Основу морального сознания составляет убеждение в том, что служение обществу и его институтам есть служение людям. К обычным нравственным обязанностям перед ближними мораль добавляет долг по отношению к существующей социальной организации и входящим в нее общностям и учреждениям (долг по отношению к «государству», «отечеству», «армии» и т. д.).
Тот вид, который общественная жизнь приняла для человека, заброшенного в окопы в 1914–1918 годах, делал это убеждение невозможным. Окопные солдаты, уже повидавшие, что такое война и руководство войной, слишком хорошо знали истинную цену абстрактных понятий, рассчитанных на моральную аффектацию. Герой романа «Прощай, оружие!» Генри Фредерик достаточно точно передает их реакцию, когда говорит:
«Меня всегда приводят в смущение слова «священный, славный, жертва» и выражение «совершилось». Мы слышали их иногда, стоя под дождем, на таком расстоянии, что только отдельные выкрики долетали до нас, и читали их на плакатах, которые расклейщики, бывало, нашлепывали поверх других плакатов; но ничего священного я не видел, и то, что считалось славным, не заслуживало славы, и жертвы очень напоминали чикагские бойни, только мясо здесь просто зарывали в землю. Было много таких слов, которые уже противно было слушать, и в конце концов только названия мест сохранили достоинство. Некоторые номера тоже сохранили его, и некоторые даты, и только их и названия мест можно было еще произносить с каким-то значением. Абстрактные слова, такие, как «слава, подвиг, /241/ доблесть» или «святыня», были непристойны рядом с конкретными названиями деревень, номерами дорог названиями рек, номерами полков и датами».[3]
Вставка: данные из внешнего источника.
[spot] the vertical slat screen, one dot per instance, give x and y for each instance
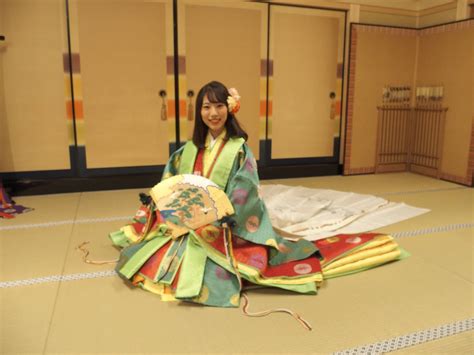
(410, 138)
Высокие понятия, не имеющие за собой реальности достойной доверия и уважения, опасны не просто потому, что они есть семантическая бессмыслица, а потому, что всегда находятся фанатические почитатели, которые служат им делом, или фарисеи, готовые выдать себя за таких почитателей, когда это выгодно.
Генри Фредерику — как, вероятно, и тысячам других людей — довелось своими глазами увидеть, как «высокая мораль» перестает быть пустой болтовней и превращается в кровавую фискальную действенность. Это произошло во время осеннего отступления на итальянском фронте.